Temperature Converter (Celsius, Fahrenheit, Kelvin)

Converts a temperature between Celsius, Fahrenheit and kelvin. Give the unit as C, F or K, so Fahrenheit converts to Celsius just as easily as the other way round.

Enter a temperature and choose its unit (C, F or K), and all three scales follow. Celsius converts to Fahrenheit exactly as easily as Fahrenheit converts back.

The formulas

°F=°C×95+32°C=(°F32)×59°F = °C \times \dfrac{9}{5} + 32 \qquad °C = (°F - 32) \times \dfrac{5}{9}
K=°C+273.15K = °C + 273.15

Temperature is the one conversion that needs more than a multiplication.

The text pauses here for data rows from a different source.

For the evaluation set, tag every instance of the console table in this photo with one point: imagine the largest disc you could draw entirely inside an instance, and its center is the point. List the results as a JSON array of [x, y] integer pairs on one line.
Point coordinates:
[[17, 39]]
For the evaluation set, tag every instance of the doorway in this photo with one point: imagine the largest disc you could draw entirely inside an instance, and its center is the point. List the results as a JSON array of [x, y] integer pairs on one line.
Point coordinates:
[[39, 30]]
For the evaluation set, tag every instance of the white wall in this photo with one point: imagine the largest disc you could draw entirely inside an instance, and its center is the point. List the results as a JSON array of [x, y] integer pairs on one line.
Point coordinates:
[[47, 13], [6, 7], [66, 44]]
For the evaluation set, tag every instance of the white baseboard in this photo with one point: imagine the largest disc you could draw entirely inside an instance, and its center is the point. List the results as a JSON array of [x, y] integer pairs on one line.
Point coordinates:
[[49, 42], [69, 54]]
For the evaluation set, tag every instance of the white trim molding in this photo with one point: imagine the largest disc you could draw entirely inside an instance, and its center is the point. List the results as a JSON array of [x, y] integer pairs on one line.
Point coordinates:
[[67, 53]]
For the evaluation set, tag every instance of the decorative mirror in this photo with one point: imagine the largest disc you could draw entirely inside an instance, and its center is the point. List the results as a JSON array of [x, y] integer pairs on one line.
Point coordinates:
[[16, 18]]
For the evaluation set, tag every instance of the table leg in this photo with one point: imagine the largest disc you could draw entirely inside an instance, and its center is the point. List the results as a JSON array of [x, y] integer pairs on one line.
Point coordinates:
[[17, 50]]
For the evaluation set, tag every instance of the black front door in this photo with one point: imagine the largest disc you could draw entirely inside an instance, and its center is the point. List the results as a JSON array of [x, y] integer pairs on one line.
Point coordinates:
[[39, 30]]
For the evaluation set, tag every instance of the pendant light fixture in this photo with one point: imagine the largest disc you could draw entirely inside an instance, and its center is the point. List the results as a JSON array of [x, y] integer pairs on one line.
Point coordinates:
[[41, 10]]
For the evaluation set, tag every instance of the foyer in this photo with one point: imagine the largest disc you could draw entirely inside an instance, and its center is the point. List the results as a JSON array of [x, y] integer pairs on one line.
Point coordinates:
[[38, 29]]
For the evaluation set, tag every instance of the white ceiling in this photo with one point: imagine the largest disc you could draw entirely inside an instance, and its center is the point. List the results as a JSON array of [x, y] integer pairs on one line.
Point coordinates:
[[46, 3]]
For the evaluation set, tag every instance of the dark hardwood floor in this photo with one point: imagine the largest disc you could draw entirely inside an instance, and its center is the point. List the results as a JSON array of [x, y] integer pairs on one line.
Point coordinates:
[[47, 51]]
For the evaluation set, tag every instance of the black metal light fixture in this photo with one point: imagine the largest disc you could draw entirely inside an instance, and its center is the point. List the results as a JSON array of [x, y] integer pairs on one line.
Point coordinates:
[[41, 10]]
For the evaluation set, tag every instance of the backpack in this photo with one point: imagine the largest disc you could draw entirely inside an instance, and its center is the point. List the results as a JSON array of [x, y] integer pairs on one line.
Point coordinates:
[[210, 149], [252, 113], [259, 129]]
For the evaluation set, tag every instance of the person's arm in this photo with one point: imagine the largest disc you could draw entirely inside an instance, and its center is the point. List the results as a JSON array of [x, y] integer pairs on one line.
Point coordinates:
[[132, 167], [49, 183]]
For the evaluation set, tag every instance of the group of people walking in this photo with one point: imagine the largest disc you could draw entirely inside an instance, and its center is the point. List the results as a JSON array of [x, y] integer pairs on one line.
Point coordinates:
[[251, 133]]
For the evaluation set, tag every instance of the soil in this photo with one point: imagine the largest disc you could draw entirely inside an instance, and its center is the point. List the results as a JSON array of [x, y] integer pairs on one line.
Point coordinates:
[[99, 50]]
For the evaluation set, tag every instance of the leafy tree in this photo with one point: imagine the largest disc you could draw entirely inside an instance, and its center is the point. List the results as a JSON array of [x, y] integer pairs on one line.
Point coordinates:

The scales put their zeros in different places, so there is a 32 to add or subtract.

Example

Convert 25 °C.

25×95+32=45+32=77 °F25 \times \dfrac{9}{5} + 32 = 45 + 32 = 77\ °F

In kelvin it is 25+273.15=298.1525 + 273.15 = 298.15 K.

Reference points

−40 reads the same on both scales. It is the single temperature where the two rulers cross.

Absolute zero

The kelvin scale starts at absolute zero: nothing can be colder than 0 K, which is −273.15 °C. Molecular motion has stopped and there is nothing left to take away.

Its degrees are the same size as Celsius degrees, so a temperature *difference* is the same number whether you call it °C or K.